Diffusion Models from First Principles

How adding noise teaches machines to create. From random static to stunning images.

Contents

  1. Introduction
  2. The Core Idea — Destruction as Creation
  3. The Forward Process
  4. A Beautiful Shortcut
  5. The Reverse Process
  6. What Does the Network Learn?
  7. The Training Loop
  8. Sampling — Birth of an Image
  9. The Score Function Perspective
  10. Variance Schedules & Noise Levels
  11. Speeding Things Up
  12. From Pixels to Latent Space
  13. Further Resources

Every image you've seen from Midjourney, DALL-E, or Stable Diffusion was born from pure noise. Literal static — the kind you'd see on an old untuned TV. A neural network looked at that static and, step by painstaking step, sculpted it into a photograph, a painting, a dream.

The standard internet explanation of how this works is "diffusion models." And that's not wrong, but it's also not very useful. Simply knowing the name of something is very different from understanding it.

So what does constitute understanding? My answer: having a model that allows you to make predictions. If you can reliably predict how and why each step of the process works, then you probably understand it.

In this article, we'll build up diffusion models from scratch — starting from pure intuition, adding math only when it earns its keep, and building interactive demos along the way so you can see and feel every concept. By the time you're done, you won't just know what diffusion models are. You'll be able to derive them on a napkin.
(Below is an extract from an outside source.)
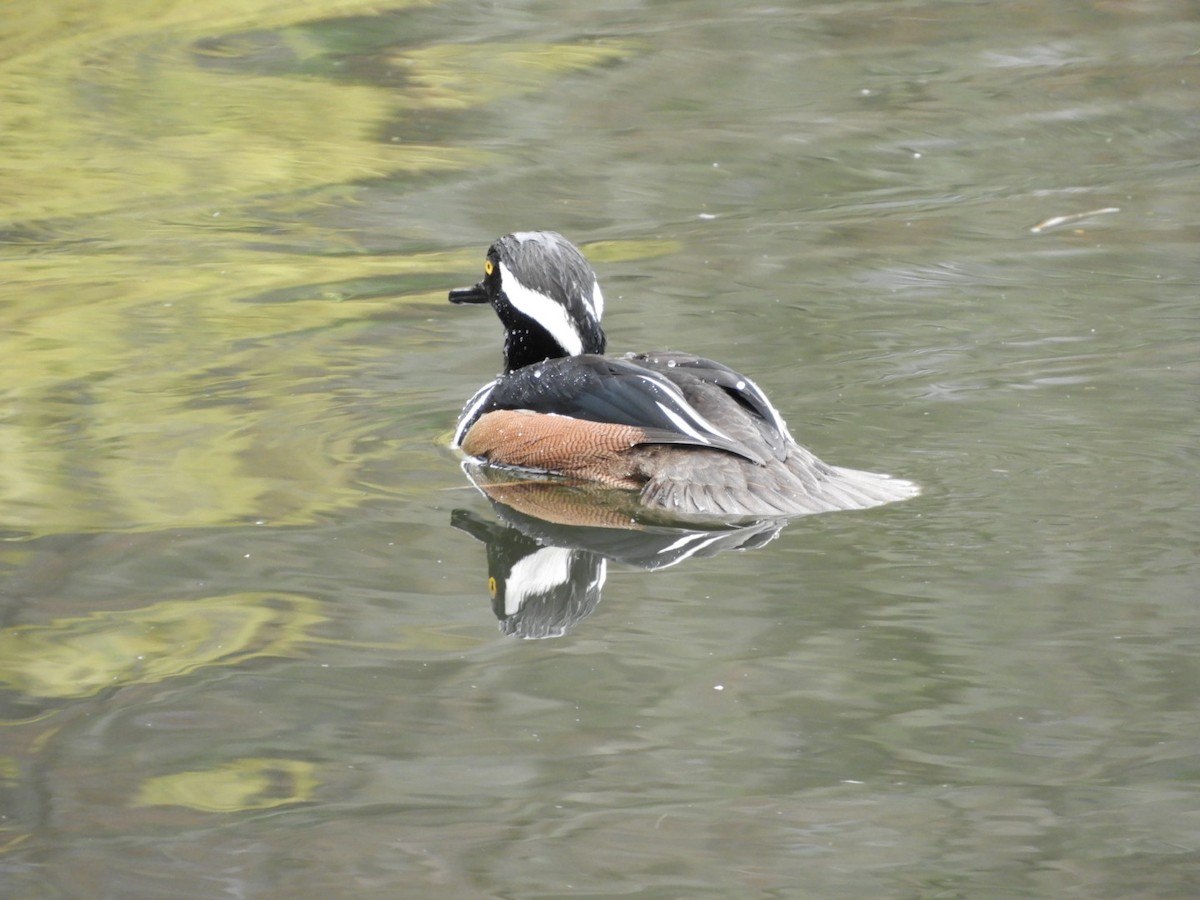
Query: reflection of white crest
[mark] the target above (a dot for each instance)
(537, 575)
Here's the core insight, in one sentence: if you learn to reverse each tiny step of a destruction process, you can create from scratch.

Let's unpack that.

II

The Core Idea — Destruction as Creation

Imagine you film yourself scrambling an egg. You crack it into a pan, poke the yolk, and stir until it's a uniform yellow mush. Easy. Anyone can do it. The process is irreversible — you can never un-scramble the egg.
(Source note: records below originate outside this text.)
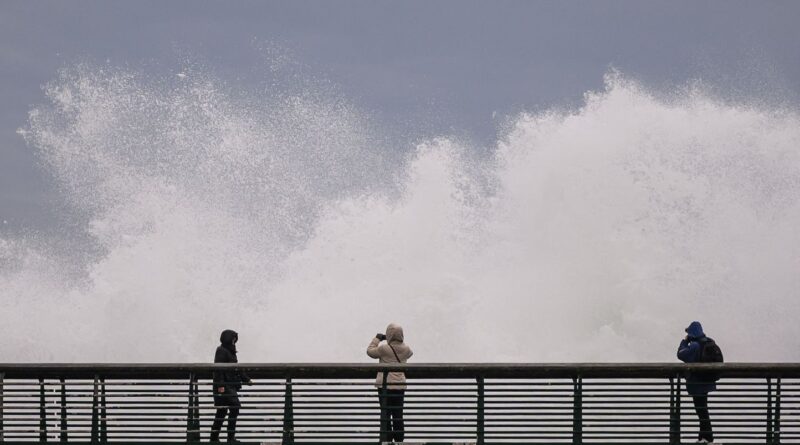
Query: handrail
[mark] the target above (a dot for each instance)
(425, 370)
(484, 403)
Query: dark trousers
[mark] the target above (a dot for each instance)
(226, 403)
(392, 428)
(701, 406)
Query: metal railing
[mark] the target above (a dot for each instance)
(479, 403)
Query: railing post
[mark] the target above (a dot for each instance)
(675, 410)
(480, 415)
(103, 414)
(288, 415)
(2, 407)
(769, 411)
(42, 413)
(193, 411)
(776, 429)
(63, 425)
(383, 401)
(95, 434)
(577, 411)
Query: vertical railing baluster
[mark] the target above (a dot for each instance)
(480, 415)
(42, 413)
(577, 411)
(193, 411)
(103, 414)
(776, 430)
(2, 407)
(384, 431)
(288, 415)
(95, 434)
(678, 408)
(675, 410)
(769, 411)
(672, 440)
(63, 424)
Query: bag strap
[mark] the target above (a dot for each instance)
(395, 353)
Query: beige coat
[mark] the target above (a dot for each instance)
(383, 352)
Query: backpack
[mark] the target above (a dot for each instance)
(710, 352)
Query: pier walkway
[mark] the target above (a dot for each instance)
(445, 403)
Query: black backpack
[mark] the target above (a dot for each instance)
(710, 352)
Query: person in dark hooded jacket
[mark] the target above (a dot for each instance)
(698, 386)
(227, 384)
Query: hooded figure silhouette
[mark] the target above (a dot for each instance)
(391, 388)
(227, 384)
(698, 386)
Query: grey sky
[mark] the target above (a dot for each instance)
(422, 68)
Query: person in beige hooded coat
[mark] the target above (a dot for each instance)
(391, 394)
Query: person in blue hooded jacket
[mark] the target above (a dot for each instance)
(698, 386)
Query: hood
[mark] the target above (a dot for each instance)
(394, 333)
(695, 330)
(228, 339)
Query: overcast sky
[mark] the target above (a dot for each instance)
(421, 67)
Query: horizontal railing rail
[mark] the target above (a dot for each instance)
(455, 402)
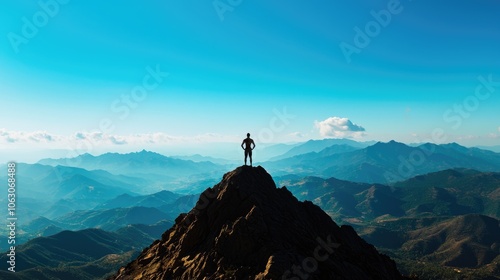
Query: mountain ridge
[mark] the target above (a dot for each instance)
(246, 228)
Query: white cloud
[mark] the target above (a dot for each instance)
(297, 135)
(98, 138)
(30, 137)
(337, 127)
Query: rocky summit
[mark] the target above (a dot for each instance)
(246, 228)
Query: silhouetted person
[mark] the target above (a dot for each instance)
(248, 142)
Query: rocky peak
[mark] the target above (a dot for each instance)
(246, 228)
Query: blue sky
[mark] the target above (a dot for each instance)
(68, 66)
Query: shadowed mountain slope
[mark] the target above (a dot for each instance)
(246, 228)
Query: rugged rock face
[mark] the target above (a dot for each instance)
(246, 228)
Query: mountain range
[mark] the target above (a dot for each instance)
(143, 164)
(385, 163)
(246, 228)
(86, 254)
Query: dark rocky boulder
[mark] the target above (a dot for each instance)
(246, 228)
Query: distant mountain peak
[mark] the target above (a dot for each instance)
(246, 228)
But what if you had the film? What if you could study that film, frame by frame, and learn exactly what changed between each pair of consecutive frames?

Each individual change is tiny — a few molecules shifting here, a bit of yolk mixing there. And tiny changes are learnable. If you could train a model to predict "given frame 57, what did frame 56 look like?", and you could do that for every pair of frames... you could run the film backward. You could un-scramble the egg.
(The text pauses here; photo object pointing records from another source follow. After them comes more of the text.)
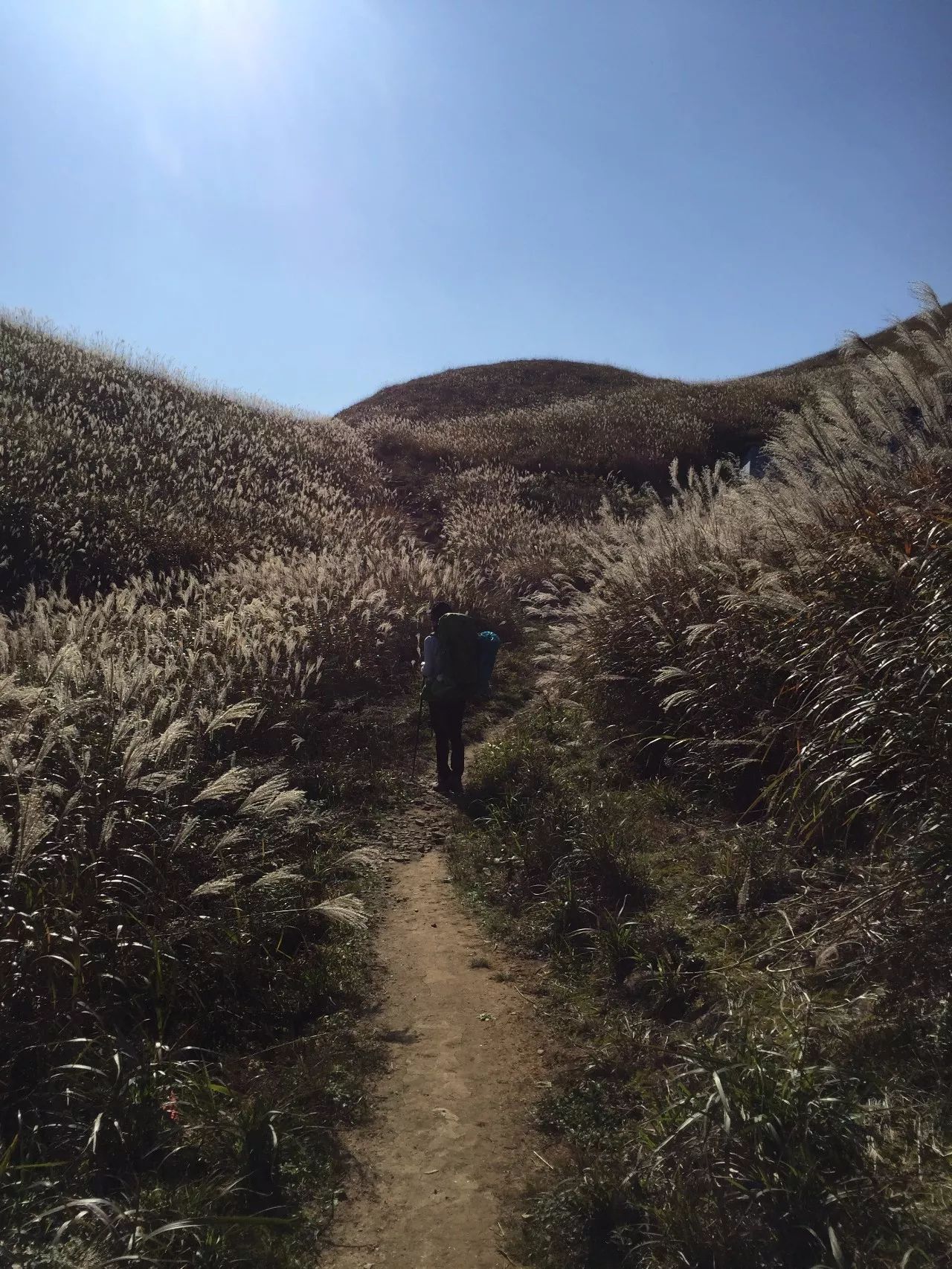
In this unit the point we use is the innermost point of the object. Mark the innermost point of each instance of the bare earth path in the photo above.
(451, 1128)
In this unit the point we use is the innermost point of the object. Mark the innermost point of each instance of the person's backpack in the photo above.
(466, 659)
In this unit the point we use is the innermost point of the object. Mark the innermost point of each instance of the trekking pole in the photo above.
(419, 715)
(416, 739)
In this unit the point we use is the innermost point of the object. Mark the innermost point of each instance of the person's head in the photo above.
(437, 611)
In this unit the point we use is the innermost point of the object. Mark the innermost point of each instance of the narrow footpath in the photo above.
(450, 1143)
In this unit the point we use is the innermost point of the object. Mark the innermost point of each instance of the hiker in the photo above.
(447, 703)
(457, 664)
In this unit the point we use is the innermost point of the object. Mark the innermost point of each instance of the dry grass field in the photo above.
(727, 819)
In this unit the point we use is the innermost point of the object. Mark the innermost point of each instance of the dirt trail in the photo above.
(451, 1132)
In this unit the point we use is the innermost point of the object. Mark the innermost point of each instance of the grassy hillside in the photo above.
(729, 825)
(582, 419)
(727, 821)
(211, 611)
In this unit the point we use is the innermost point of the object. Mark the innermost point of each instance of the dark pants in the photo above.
(447, 719)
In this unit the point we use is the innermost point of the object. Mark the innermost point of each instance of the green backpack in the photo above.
(460, 659)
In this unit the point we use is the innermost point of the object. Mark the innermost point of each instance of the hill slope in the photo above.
(583, 419)
(533, 382)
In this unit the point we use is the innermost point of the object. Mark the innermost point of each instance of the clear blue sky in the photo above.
(311, 198)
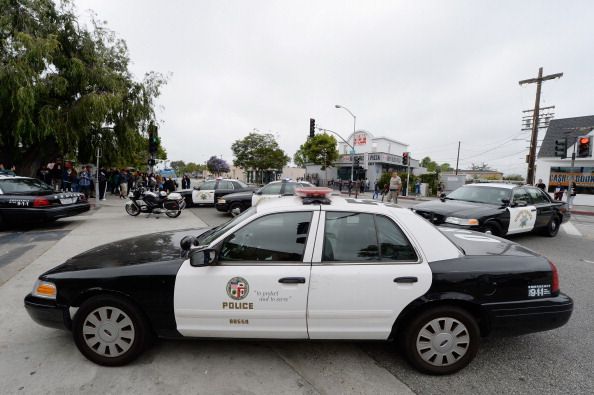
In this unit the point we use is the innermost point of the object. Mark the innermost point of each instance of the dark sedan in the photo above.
(497, 208)
(28, 200)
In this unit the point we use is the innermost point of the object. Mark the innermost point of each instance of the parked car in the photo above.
(29, 200)
(310, 267)
(497, 208)
(236, 203)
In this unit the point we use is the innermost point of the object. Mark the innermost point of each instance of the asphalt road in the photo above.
(554, 362)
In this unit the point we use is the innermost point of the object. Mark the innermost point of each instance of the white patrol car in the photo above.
(309, 267)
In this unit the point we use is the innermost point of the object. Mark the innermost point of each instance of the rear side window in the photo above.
(360, 237)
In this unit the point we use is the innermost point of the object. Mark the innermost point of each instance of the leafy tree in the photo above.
(67, 89)
(217, 165)
(258, 152)
(319, 150)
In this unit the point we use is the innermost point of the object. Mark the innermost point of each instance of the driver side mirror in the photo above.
(203, 257)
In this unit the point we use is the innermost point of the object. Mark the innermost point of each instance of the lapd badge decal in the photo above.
(238, 288)
(523, 216)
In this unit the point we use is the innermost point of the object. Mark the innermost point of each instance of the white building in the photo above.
(556, 172)
(376, 156)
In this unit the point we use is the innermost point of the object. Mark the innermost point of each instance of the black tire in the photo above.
(174, 214)
(118, 338)
(456, 335)
(552, 227)
(234, 206)
(132, 209)
(493, 228)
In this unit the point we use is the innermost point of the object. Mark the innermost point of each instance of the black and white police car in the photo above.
(25, 200)
(497, 208)
(309, 267)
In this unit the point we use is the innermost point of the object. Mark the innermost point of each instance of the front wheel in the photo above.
(110, 331)
(132, 208)
(441, 340)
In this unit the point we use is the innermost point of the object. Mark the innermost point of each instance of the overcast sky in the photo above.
(427, 73)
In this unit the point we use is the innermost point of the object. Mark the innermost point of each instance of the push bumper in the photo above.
(516, 318)
(48, 312)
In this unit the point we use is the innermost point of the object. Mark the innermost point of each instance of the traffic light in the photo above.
(153, 139)
(561, 148)
(584, 144)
That's diffusion models in a nutshell.

Replace "egg" with "image" and "scrambling" with "adding Gaussian noise," and you have the entire framework:

Forward process (the scrambling): Start with a clean image. Gradually add random noise, step by step, until it's pure static. This is trivial — no learning required.

Reverse process (the un-scrambling): Train a neural network to undo each tiny noise step. Then, starting from pure static, apply the learned reverse steps one by one to conjure an image from nothing.

The trick is that each step only removes a tiny bit of noise. The network doesn't need to imagine an entire image in one shot — it just needs to make a small, local improvement. That's a much easier problem.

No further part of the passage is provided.